Некоторые добавляют, что они также были величайшими скульпторами. В самом начале стоит Сфинкс, передающий своим символизмом леонические качества какого-то великого фараона, возможно, Хафре-Шефрена; он обладает не только размером, как считают некоторые, но и характером. Пушечные выстрелы мамлюков сломали нос и обкорнали бороду, но, тем не менее, эти гигантские черты с впечатляющим мастерством изображают силу и достоинство, спокойствие и скептическую зрелость прирожденного царя. На этих неподвижных чертах уже пять тысяч лет витает едва заметная улыбка, как будто неизвестный художник или монарх уже понял все, что люди когда-либо поймут о людях. Это Мона Лиза в камне.
В истории скульптуры нет ничего прекраснее диоритовой статуи Хафре в Каирском музее; такая же древняя для Праксителя, как Пракситель для нас, она, тем не менее, дошла до нас через пятьдесят веков, почти не пострадав от грубого воздействия времени; вырезанная из самого неподатливого камня, она полностью передает нам силу и власть, своенравие и мужество, чувствительность и ум (художника или царя). Рядом с ним, еще более древний, фараон Зосер сидит, надувшись, в известняке; еще дальше гид с зажженной спичкой показывает прозрачность алебастрового Менкаура.

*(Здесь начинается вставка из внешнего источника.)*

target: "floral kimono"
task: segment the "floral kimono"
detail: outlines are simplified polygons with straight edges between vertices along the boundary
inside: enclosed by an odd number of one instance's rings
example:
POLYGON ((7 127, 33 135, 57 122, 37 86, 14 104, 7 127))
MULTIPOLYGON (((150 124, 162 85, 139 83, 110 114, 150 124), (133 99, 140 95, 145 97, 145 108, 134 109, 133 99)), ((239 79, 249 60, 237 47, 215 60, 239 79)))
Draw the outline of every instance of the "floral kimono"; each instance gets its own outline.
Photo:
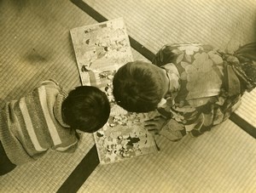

Не менее совершенны в художественном отношении, чем эти портреты королевских особ, фигуры шейха эль-Беледа и писца. Писец дошел до нас во многих формах, все они имеют неопределенную древность; самая известная из них - сидящий на корточках Писец из Лувра.* Шейх - не шейх, а всего лишь надсмотрщик за трудом, вооруженный властным посохом и выступающий вперед, как бы присматривая или командуя. Его звали, по-видимому, Каапиру; но арабские рабочие, спасшие его из гробницы в Саккаре, были поражены его сходством с шейхом-эль-Беледом (т.е. мэром деревни), при котором они жили; этот титул, который они дали ему по доброте душевной, теперь неотделим от его славы. Он вырезан из смертного дерева, но время не сильно уменьшило его грузную фигуру и пухлые ноги; его талия имеет всю амплитуду удобного буржуа в любой цивилизации; его тучное лицо сияет довольством человека, который знает свое место и превозносит его. Лысая голова и небрежно распахнутый халат демонстрируют реализм искусства, уже достаточно старого, чтобы восстать против идеализации; но здесь также есть прекрасная простота, полная человечность, выраженная без горечи, с легкостью и изяществом опытной и уверенной руки. "Если бы, - говорит Масперо, - открылась выставка мировых шедевров , я бы выбрал эту работу, чтобы поддержать честь египетского искусства".196-Или эта честь надежнее покоилась бы на голове Хафре?